You can learn a lot from repetition, and from competition. That is exactly why the Pittsburgh Steelers sicced Antonio Brown on Artie Burns a year ago when they drafted the junior cornerback in the first round. They wanted Burns to take his lumps and see him come out on the other side better for it. And he has.
And so have many others. One of them is Alejandro Villanueva, who, according to his quarterback, really credits former Steelers outside linebacker James Harrison for helping him to develop his game during the early portions of his tenure with the team while he was trying to learn the tackle position at the professional level.
Ben Roethlisberger, who has frequently been vocal about his support for some of his teammates of greater longevity as their careers winded down, such as Max Starks and Brett Keisel, talked about the release of Harrison yesterday during his radio spot, calling the move shocking.
“I’ve played with that guy for a long time”, he said, as transcribed by Lauren Kirschman. “He’s one of the best that I’ve ever played with. Great teammate. So, it was shocking. I was a little surprised”. It is yet to be seen if he will don a #92 jersey in practice, though given that he is still in the league, I imagine that might be frowned upon.

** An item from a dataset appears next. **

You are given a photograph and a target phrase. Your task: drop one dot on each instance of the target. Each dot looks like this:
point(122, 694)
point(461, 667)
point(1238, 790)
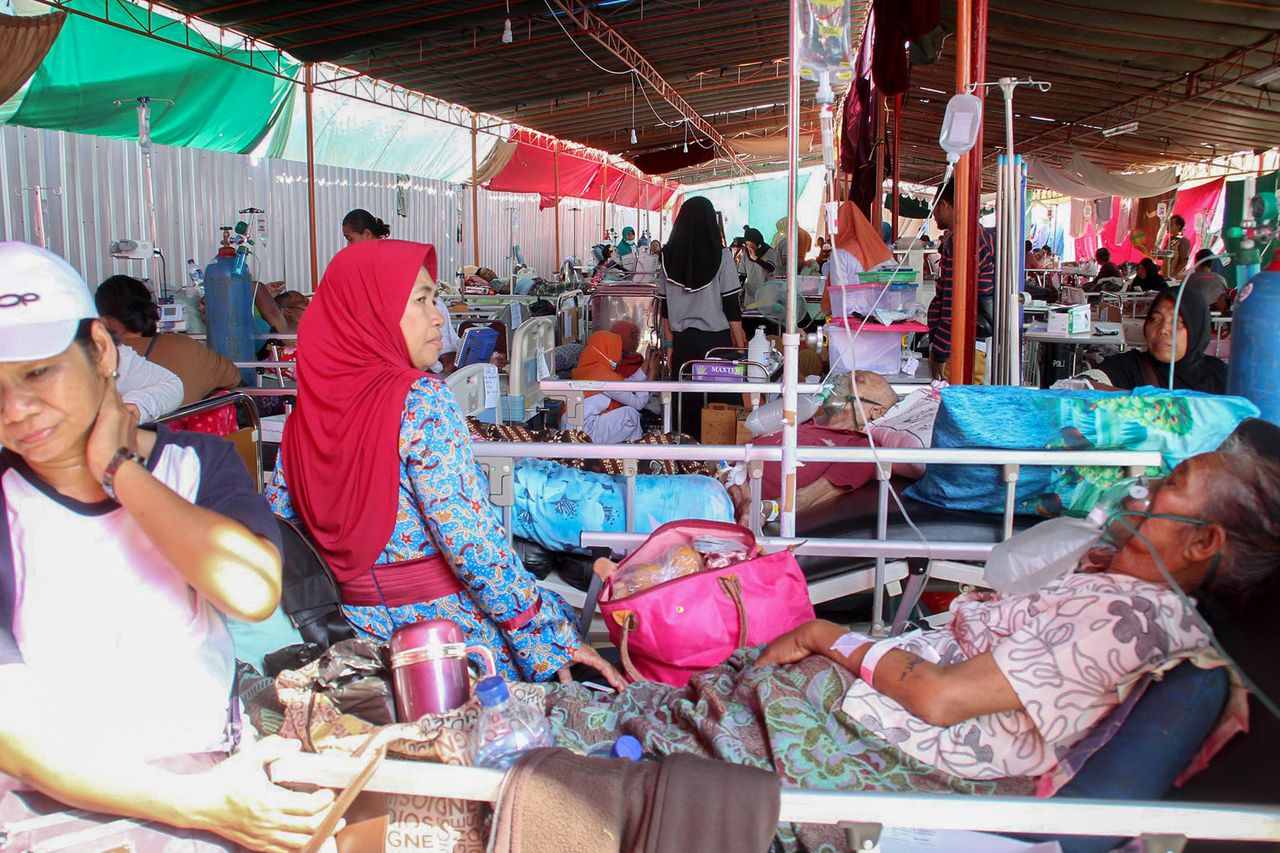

The more interesting tidbit from the interview, however, was the information that he relayed regarding his left tackle, Villanueva, who first came to the team via the Eagles as a defensive end. The Steelers signed him to their practice squad after he didn’t make Philadelphia’s roster and they moved him to tackle.
Harrison was re-signed later that year in 2014, and in 2015 as Villanueva made the roster, he no doubt spent many afternoons working against the veteran in practice. “I know Al will forever give a lot of credit for helping him to become the tackle that he is”, Roethlisberger said during the interview.
“He talks about his moves”. While he hastened to add that he doesn’t want to try to speak for his teammate and put words in his mouth, Roethlisberger added, “I’m pretty sure I’ve heard him say that James might be the best guy he’s ever gone against and really just kind of helped him improve and learn from things”.
Of course, given that Villanueva was in an embryonic stage of his development at the time, it would be natural that whoever he worked against the most would likely be the most influential to his development. And the other option was Jarvis Jones.
Villanueva was also highly complimentary of rookie T.J. Watt this summer, calling him “annoying” to play against, which is high praise for a pass rusher. Such is life in the National Football League, though. Will the left tackle get to face off against Harrison in a game during the postseason, now that he is in New England?